Work & employment
Praktikum
A Praktikum is an internship in Germany. Voluntary internships longer than three months must pay minimum wage; mandatory internships required by a study program are exempt. Internships are the main route into German companies for students and recent graduates.
A Praktikum is a fixed-term placement to learn practical skills in a company. German law splits internships into two categories with very different rules. Mandatory internships (Pflichtpraktika) are required by a study or school curriculum and are exempt from minimum wage and most social-security contributions. Voluntary internships (freiwillige Praktika) count as regular employment relationships: minimum wage applies if they run longer than three months, and standard contribution rules kick in.
Internship lengths in Germany typically run three to six months. Companies use them as a recruiting funnel, and many working student positions and graduate offers start with a successful internship. Compensation for voluntary internships of paid type commonly lands between minimum wage and roughly €2,200 per month in industries like tech, consulting, and automotive.
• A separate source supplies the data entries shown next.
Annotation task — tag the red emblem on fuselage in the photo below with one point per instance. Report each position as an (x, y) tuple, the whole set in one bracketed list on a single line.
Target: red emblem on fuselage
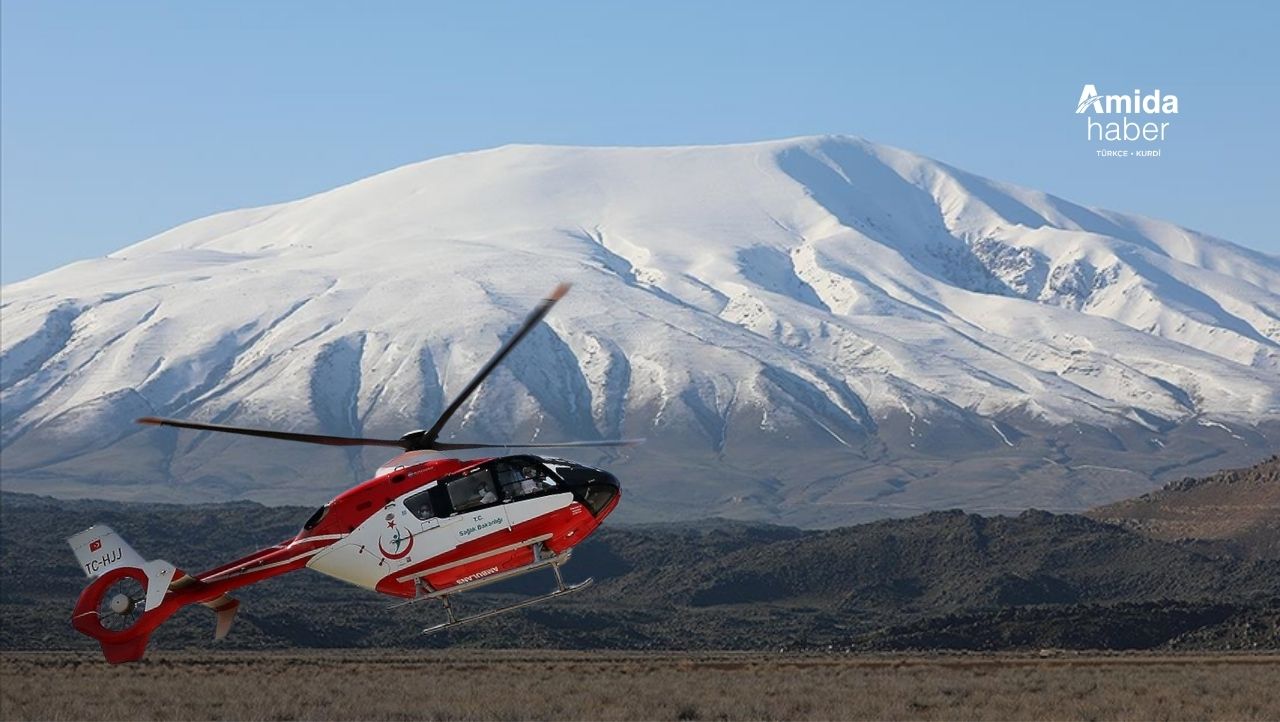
[(400, 542)]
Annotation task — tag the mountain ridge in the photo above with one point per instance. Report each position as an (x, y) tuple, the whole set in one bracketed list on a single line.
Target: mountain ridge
[(922, 337)]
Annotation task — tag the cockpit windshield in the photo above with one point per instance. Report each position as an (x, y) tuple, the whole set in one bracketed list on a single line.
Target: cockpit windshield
[(521, 479)]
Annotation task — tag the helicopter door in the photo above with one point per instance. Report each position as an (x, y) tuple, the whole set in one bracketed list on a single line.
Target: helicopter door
[(429, 506), (476, 508)]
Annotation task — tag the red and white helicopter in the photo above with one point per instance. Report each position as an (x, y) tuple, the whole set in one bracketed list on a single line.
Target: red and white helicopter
[(423, 528)]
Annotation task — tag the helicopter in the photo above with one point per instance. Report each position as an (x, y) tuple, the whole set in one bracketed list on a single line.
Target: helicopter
[(425, 526)]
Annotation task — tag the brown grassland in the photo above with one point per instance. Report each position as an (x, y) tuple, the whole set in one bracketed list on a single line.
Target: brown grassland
[(474, 684)]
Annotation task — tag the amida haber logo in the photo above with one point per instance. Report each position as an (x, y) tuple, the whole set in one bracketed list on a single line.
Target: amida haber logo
[(1133, 124)]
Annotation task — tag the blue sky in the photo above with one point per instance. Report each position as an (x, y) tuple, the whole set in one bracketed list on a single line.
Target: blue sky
[(122, 119)]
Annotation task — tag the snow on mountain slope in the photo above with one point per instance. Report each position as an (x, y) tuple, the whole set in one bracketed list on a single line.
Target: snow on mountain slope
[(809, 330)]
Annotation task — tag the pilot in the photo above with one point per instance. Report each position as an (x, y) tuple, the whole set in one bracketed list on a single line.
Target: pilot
[(529, 480)]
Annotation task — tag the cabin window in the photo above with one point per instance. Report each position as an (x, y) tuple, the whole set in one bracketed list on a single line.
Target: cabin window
[(315, 519), (474, 490), (420, 506), (519, 480)]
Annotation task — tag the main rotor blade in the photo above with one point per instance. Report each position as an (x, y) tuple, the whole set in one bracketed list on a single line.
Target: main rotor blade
[(428, 438), (269, 434), (451, 446)]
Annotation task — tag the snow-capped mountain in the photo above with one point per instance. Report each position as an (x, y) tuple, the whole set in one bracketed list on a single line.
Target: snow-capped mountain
[(810, 330)]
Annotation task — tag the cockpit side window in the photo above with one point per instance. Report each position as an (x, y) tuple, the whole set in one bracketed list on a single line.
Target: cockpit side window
[(521, 480), (474, 490), (420, 505), (315, 519)]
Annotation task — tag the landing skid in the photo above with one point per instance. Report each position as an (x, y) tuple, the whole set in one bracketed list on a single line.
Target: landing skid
[(561, 590)]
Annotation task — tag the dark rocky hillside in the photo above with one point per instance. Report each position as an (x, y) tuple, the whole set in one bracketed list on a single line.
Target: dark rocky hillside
[(944, 580)]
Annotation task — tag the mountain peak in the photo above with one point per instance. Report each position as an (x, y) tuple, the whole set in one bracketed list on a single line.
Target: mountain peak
[(919, 336)]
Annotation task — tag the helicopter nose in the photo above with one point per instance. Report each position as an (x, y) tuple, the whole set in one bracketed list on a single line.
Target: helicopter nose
[(597, 490)]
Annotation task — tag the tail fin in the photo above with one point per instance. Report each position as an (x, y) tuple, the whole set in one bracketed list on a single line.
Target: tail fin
[(131, 597)]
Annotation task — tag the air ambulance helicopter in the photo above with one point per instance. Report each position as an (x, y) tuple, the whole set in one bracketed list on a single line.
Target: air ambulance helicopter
[(425, 526)]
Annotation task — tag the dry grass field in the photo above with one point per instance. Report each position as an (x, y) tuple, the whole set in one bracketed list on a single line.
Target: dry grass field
[(568, 685)]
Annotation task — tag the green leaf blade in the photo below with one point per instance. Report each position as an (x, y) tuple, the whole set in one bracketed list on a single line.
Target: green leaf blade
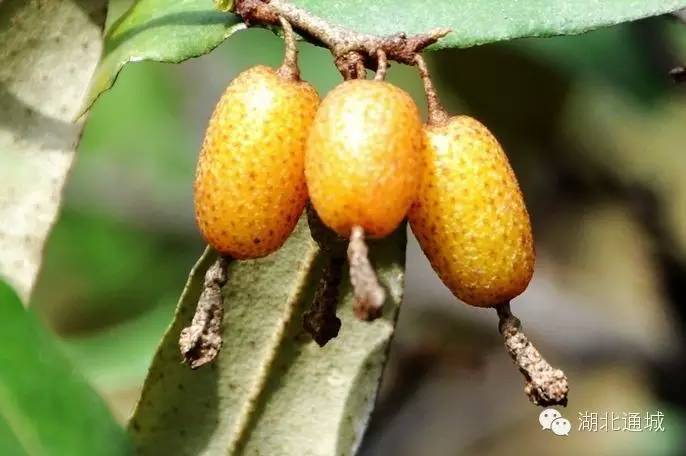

What it means for working students
Check which category your internship falls into before negotiating: a voluntary internship over three months must pay at least minimum wage for every hour, while a Pflichtpraktikum can legally pay nothing (though good companies pay anyway). For non-EU students, mandatory internships do not count against the 140-day annual work allowance; voluntary ones do. After the internship, ask about converting into a working student contract to keep the relationship running through the semester.